A son décès en1992, force fut de constater que ces éditeurs s’en désintéressaient complètement.
Titres épuisés non réédités. Disparition des catalogues. La flamme Guillemin n’étant plus là, il ne fallait pas compter sur eux pour entretenir ce foyer incandescent qui avait enthousiasmé Jean Lacouture : « Apprivoise-t-on une flamme ? Questionne-t-on le feu ? Interroge-t-on un brasier ?»… affirmait-il dans Une certaine espérance.
Je me suis fait de ce travail un devoir quasi filial. En souvenir de mon père, bien sûr, « camarade d’Henri Guillemin » pendant de longues années, depuis Marc Sangnier et le Front Populaire.
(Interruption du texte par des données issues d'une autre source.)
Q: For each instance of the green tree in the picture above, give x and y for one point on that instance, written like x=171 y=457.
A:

En fidélité pour Guillemin lui-même dont j’avais découvert, jeune, dans le bureau paternel, les travaux iconoclastes qui m’enthousiasmèrent.
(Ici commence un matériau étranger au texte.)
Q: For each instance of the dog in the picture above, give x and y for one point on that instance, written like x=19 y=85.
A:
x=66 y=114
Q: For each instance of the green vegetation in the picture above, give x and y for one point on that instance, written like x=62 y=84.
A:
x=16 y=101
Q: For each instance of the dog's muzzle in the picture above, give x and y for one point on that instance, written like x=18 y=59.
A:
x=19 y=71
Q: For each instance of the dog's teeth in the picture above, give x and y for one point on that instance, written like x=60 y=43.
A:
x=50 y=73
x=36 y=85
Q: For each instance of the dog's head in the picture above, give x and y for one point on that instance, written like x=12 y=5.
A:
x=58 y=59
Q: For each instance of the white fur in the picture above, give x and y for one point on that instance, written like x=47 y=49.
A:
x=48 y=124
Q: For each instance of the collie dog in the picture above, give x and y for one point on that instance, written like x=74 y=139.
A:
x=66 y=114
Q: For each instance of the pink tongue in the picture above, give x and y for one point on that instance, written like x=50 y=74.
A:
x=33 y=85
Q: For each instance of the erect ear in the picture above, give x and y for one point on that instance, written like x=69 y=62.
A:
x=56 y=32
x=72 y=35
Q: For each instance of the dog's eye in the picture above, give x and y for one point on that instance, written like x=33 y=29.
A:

Presque trente années plus tard, je mets un point final à cet immense travail dont je mesure la portée et l’honneur et qui constitue une de mes plus grandes fiertés d’éditeur.
Même si je ne doute pas de la capacité de notre ami Patrick Berthier à dénicher encore quelques pépites, même si nous aurons l’occasion de révéler des écrits de jeunesse laissés dans l’ombre, l’essentiel est là, en tout cas la totalité de ce qui fut publié de son vivant. Il y aura aussi, bien sûr, les actes des futurs colloques organisés par nos amis des associations Présence d’Henri Guillemin et Les Ami(e)s d’Henri Guillemin.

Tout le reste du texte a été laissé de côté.